Exposition "Nos mémoires vivent"

Du jeudi 22 novembre 2018 au samedi 30 mars 2019

Bibliothèque d'études et du patrimoine - Grenoble

Dialogues de deux photographes, Stéphanie Nelson et Alexis Bérar, avec le patrimoine photographique de la bibliothèque.
Des créations inédites qui explorent les liens entre le passé et le présent.

Informations pratiques

Horaires

Du 22/11/2018 au 30/03/2019
Ouverture le mardi, mercredi, jeudi et vendredi de 13h à 18h. Le samedi de 14h à 18h.
Fermé lundi et dimanche.
Vernissage le mercredi 21 novembre à 18h30.

Adresse

12 boulevard Mérachal Lyautey
38000 Grenoble

Coordonnées

Tarifs

Gratuit.

La bibliothèque d'étude et du patrimoine, lieu de mémoire et d'échanges, poursuit avec cette exposition originale sa dynamique d'ouverture sur le monde d'aujourd'hui. Le regard contemporain de deux photographes, Stéphanie Nelson et Alexis Bérar - dont certaines images font partie de la collection de l'artothèque de la bibliothèque municipale de Grenoble - se confronte avec d'anciennes photographies conservées dans les réserves de la bibliothèque sous forme de plaques de verre. Cette rencontre produit des créations inédites à travers le réveil de la mémoire.

Le fonds de plaques de verre de la SDAP, Société dauphinoise d'amateurs photographes, est entré à la bibliothèque en 1941, à la suite de la dissolution de l'association. Ses membres arpentaient le territoire objectif à la main, saisissant sur le vif autant la beauté des paysages que les particularités de l'habitat et les populations rencontrées. Les clichés et les inventaires associés, destinés souvent aux projections, relèvent de minutieuses représentations sur des sujets divers, allant du reportage géographique ou architectural, en passant par la photographie de familles, les photographes n'hésitant pas à se présenter parfois eux-mêmes comme sujets.

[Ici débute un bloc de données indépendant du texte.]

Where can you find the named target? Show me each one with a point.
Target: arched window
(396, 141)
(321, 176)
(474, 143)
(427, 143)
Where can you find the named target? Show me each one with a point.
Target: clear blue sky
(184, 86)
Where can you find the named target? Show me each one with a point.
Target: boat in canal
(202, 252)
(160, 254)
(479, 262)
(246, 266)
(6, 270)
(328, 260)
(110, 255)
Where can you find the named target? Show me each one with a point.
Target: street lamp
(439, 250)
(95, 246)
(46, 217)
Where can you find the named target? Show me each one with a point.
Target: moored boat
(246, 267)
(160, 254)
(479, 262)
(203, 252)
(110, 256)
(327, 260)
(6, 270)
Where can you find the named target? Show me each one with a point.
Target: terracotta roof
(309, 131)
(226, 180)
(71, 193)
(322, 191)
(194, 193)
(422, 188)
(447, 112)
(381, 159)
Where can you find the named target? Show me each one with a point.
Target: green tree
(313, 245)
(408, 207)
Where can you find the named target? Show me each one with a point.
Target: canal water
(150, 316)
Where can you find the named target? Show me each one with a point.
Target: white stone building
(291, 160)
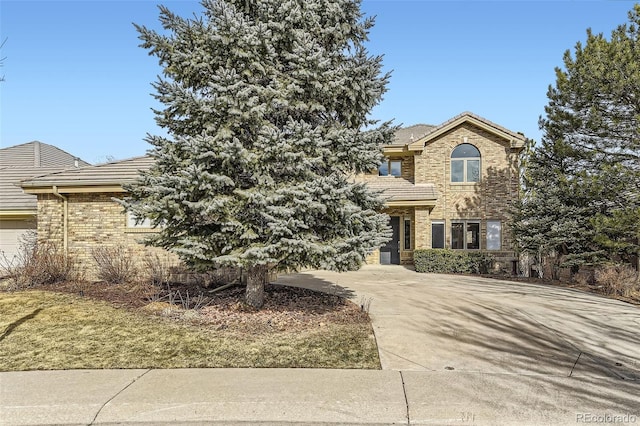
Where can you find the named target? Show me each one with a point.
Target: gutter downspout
(65, 219)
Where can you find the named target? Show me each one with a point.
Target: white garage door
(11, 235)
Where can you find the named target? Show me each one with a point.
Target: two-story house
(446, 186)
(449, 186)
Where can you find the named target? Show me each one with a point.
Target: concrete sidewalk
(310, 397)
(454, 350)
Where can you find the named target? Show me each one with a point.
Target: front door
(390, 252)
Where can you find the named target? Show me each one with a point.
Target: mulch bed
(285, 308)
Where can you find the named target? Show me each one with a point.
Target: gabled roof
(12, 200)
(516, 140)
(26, 161)
(37, 154)
(398, 191)
(113, 175)
(407, 135)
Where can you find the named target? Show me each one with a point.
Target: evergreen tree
(266, 103)
(584, 178)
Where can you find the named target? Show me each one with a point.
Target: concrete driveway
(472, 324)
(481, 351)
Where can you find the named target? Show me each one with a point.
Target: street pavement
(454, 350)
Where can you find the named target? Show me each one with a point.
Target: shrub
(157, 268)
(621, 280)
(446, 261)
(38, 264)
(115, 264)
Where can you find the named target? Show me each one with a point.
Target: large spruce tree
(582, 186)
(266, 107)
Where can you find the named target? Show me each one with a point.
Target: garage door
(12, 233)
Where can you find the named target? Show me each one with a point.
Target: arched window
(465, 164)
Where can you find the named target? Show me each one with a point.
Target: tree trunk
(256, 278)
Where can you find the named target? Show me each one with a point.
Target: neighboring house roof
(26, 161)
(399, 191)
(517, 140)
(407, 135)
(12, 199)
(37, 154)
(112, 175)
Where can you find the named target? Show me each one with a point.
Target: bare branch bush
(157, 269)
(115, 264)
(38, 263)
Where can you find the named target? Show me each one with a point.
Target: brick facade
(421, 195)
(486, 200)
(94, 220)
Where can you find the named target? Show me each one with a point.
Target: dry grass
(47, 330)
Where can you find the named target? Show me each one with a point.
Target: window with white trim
(390, 168)
(465, 235)
(133, 224)
(465, 164)
(494, 235)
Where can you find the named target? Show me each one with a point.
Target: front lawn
(56, 330)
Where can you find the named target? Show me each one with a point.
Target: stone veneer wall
(95, 220)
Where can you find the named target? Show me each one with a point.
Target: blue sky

Alexis Bérar se confronte au paysage et à la dimension alpine des collections anciennes au croisement de la science, du tourisme, de l’alpinisme et de l’art, matrice de la photographie de montagne. « J’ai cherché à créer un espace existentiel entre les archives de la SDAP et mes archives personnelles. Pour cela Il me fallait, tordre le temps, amener ces paysages, ces individus et ces pratiques à se rencontrer, travailler entre fiction et document, entre couleur et noir et blanc. Ainsi se sont constituées des pièces, saynètes et ambiances articulant présences humaines, animales et paysages. »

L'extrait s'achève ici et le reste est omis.